"But," I cried—I felt myself flushing purple—and, when I flush purple, the unregenerate old soldier in me uses language of a corresponding hue—"But," I cried—and in this language I asked him why he had told me nothing about it.

"The essence of the Secret Service, sir," replied this maddening young man, "is—well—secrecy."

"You had a billet offered to you, of the kind you describe?"

"The offer reached me, very much belated, one day when I was half dead, after having performed some humiliating fatigue duty. I think I had persisted in trying to scratch an itching back on parade. Military discipline, I need not tell you, Major, doesn't take into account the sensitiveness of a recruit's back. It flatly denies such a phenomenon. Now I think I can defy anything in God's quaint universe to make me itch. But that's by the way. I tore the letter up and never answered it. You do these things, sir, when the whole universe seems to be a stumbling-block and an offence. Phyllis was the stumbling-block and the rest of the cosmos was the other thing. That's why I have reason on my side when I say that, all through Phyllis Gedge, I made an ass of myself."

He clutched his rude coat with both hands. "An ass in sheep's clothing."

He drew himself up, saluted, and marched out.

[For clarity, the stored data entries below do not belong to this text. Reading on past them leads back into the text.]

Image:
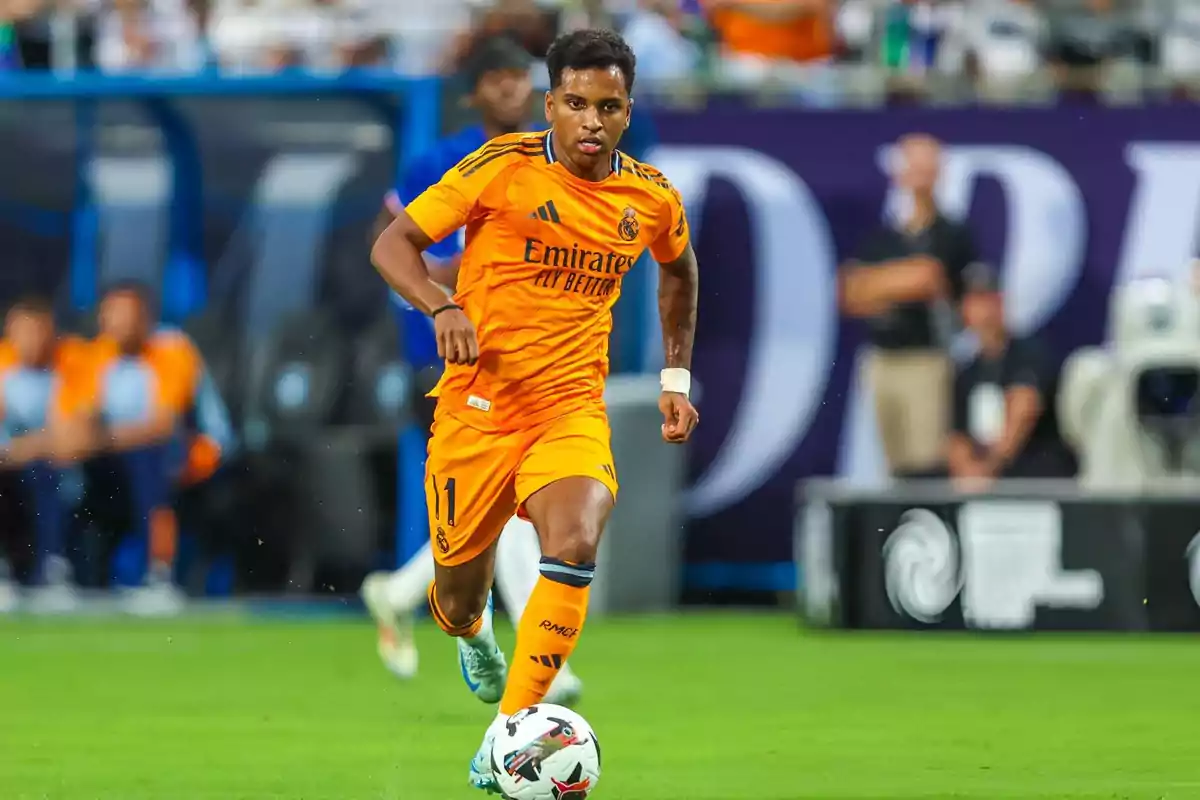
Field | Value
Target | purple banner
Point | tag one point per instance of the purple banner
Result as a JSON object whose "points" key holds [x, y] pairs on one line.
{"points": [[1065, 202]]}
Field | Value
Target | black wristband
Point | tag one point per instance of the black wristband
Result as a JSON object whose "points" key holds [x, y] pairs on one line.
{"points": [[441, 308]]}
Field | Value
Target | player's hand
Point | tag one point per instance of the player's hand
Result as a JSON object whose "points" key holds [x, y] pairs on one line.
{"points": [[679, 416], [456, 337]]}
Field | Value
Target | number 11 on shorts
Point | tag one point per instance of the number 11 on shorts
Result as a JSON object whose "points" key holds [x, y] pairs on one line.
{"points": [[437, 500]]}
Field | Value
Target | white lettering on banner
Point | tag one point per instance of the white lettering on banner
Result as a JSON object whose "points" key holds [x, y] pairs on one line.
{"points": [[793, 341], [1193, 555], [1164, 211], [1012, 558], [921, 566]]}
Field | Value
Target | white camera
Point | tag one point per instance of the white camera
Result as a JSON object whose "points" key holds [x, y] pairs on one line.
{"points": [[1132, 409]]}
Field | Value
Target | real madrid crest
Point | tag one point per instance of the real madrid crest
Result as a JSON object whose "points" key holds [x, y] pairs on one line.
{"points": [[628, 227]]}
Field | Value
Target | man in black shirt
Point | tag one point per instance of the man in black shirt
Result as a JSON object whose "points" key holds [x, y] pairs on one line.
{"points": [[904, 283], [1005, 422]]}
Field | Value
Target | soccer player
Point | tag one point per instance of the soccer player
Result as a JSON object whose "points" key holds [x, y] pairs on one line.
{"points": [[498, 71], [555, 220]]}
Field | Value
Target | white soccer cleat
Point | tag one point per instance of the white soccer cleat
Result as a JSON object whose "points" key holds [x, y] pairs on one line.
{"points": [[484, 669], [567, 690], [10, 599], [155, 599], [481, 775], [396, 643], [54, 599]]}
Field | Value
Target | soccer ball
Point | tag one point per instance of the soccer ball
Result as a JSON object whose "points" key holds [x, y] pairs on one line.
{"points": [[546, 752]]}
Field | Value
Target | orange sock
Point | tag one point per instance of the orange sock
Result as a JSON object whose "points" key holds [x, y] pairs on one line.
{"points": [[547, 632]]}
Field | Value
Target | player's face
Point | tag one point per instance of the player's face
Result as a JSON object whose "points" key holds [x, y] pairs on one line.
{"points": [[123, 318], [589, 112], [503, 97], [31, 334]]}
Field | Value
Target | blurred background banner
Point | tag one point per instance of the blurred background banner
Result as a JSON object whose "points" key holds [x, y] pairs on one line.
{"points": [[271, 197], [1067, 202]]}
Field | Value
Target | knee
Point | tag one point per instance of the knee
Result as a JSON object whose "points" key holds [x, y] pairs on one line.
{"points": [[461, 607], [575, 543]]}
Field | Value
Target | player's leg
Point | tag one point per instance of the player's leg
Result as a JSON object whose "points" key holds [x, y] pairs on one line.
{"points": [[469, 494], [517, 558], [393, 599], [568, 486]]}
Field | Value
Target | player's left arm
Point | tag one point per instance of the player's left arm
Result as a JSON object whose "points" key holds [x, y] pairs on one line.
{"points": [[678, 299]]}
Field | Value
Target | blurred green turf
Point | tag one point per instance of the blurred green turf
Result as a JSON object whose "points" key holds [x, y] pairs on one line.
{"points": [[691, 708]]}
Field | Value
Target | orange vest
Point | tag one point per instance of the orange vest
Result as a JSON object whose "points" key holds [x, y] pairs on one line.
{"points": [[804, 38]]}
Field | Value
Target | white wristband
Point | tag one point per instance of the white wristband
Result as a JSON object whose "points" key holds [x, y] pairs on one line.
{"points": [[676, 379]]}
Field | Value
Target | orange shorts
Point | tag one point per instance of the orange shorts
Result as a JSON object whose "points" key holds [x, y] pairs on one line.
{"points": [[475, 481]]}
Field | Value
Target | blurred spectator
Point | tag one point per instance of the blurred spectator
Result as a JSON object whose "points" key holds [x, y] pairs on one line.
{"points": [[39, 374], [149, 35], [1005, 417], [655, 31], [999, 41], [765, 38], [903, 282], [1180, 41], [58, 34], [143, 389], [913, 31], [1086, 38], [533, 24]]}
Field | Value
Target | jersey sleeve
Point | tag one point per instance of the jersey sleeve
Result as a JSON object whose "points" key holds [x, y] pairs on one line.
{"points": [[449, 204], [423, 174], [675, 235]]}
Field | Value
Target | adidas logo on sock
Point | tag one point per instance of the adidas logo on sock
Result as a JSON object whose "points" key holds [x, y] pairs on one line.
{"points": [[546, 212]]}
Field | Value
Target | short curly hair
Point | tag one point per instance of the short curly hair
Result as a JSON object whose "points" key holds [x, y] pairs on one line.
{"points": [[591, 49]]}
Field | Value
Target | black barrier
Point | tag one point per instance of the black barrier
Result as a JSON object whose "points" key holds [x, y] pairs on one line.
{"points": [[1021, 557]]}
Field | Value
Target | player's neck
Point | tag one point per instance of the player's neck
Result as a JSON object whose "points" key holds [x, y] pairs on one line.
{"points": [[597, 174], [492, 130]]}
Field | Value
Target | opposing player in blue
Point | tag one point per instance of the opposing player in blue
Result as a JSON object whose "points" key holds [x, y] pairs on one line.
{"points": [[502, 92]]}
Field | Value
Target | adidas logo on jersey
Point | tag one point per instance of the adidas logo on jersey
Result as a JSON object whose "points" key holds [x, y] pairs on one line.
{"points": [[546, 212]]}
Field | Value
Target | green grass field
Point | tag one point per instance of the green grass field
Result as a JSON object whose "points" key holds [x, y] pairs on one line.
{"points": [[690, 708]]}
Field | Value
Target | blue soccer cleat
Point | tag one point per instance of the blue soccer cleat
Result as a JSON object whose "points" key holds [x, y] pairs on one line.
{"points": [[484, 667]]}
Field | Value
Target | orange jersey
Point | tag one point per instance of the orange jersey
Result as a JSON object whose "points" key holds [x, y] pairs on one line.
{"points": [[545, 258]]}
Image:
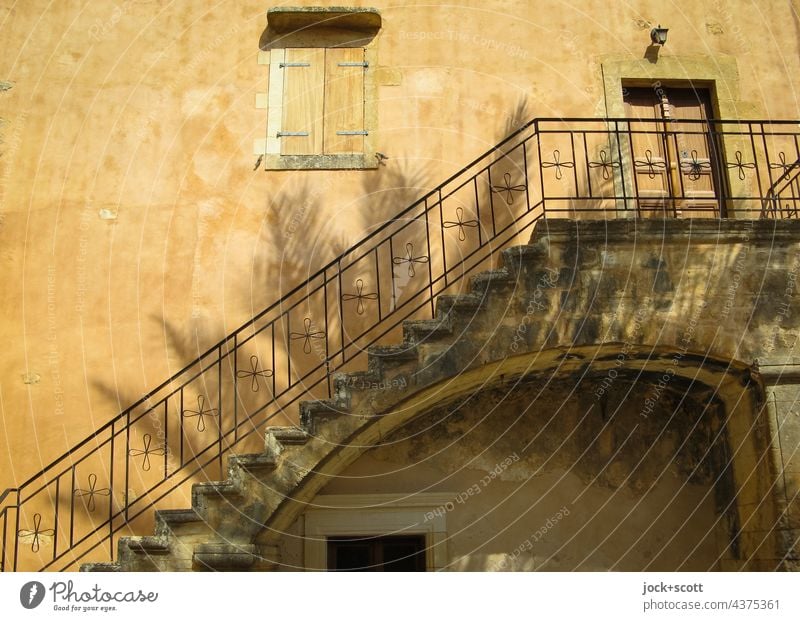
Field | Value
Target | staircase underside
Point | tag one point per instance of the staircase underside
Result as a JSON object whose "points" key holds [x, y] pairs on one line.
{"points": [[582, 297]]}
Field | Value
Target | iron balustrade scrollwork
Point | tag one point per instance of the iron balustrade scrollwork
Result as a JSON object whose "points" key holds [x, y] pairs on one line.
{"points": [[590, 168]]}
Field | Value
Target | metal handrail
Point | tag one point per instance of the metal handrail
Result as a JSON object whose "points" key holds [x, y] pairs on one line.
{"points": [[546, 167], [772, 200]]}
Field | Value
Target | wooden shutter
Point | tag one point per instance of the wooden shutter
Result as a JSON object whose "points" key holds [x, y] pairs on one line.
{"points": [[303, 91], [344, 100]]}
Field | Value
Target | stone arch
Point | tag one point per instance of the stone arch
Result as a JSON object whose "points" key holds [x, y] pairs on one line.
{"points": [[731, 386]]}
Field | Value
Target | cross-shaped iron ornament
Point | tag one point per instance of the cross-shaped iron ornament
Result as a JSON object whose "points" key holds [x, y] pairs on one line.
{"points": [[410, 259], [693, 167], [359, 296], [741, 165], [306, 335], [651, 165], [605, 164], [146, 451], [508, 189], [90, 493], [558, 164], [460, 223], [255, 372], [37, 532], [200, 413]]}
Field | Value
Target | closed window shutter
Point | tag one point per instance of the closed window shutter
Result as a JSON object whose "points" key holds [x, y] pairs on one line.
{"points": [[344, 100], [303, 92]]}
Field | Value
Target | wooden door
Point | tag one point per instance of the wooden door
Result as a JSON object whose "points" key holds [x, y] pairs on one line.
{"points": [[674, 165]]}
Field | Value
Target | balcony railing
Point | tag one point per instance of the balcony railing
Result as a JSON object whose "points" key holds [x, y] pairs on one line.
{"points": [[76, 508]]}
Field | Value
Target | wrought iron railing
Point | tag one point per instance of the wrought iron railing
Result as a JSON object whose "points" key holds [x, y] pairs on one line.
{"points": [[76, 508], [783, 197]]}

He marched out, the young scoundrel, with all the honours of war.

CHAPTER XXII

So, in drawing a bow at a venture, I had hit the mark. You may remember that I had rapped out the word "blackmail" at Gedge; now Randall justified the charge. Boyce was worth a thousand a year to him. The more I speculated on the danger that might arise from Gedge, the easier I grew in my mind. Your blackmailer is a notorious saver of his skin. Gedge had no desire to bring Boyce to justice and thereby incriminate himself. His visit to Sir Anthony was actuated by sheer malignity. Without doubt, he counted on his story being believed. But he knew enough of the hated and envied aristocracy to feel assured that Sir Anthony would not subject his beloved dead to such ghastly disinterment as a public denunciation of Boyce would necessitate. He desired to throw an asphyxiating bomb into the midst of our private circle. He reckoned on the Mayor taking some action that would stop the reception and thereby put a public affront on Boyce. Sir Anthony's violent indignation and perhaps my appearance of cold incredulity upset his calculations. He went out of the room a defeated man, with the secret load (as I knew now) of blackmail on his shoulders.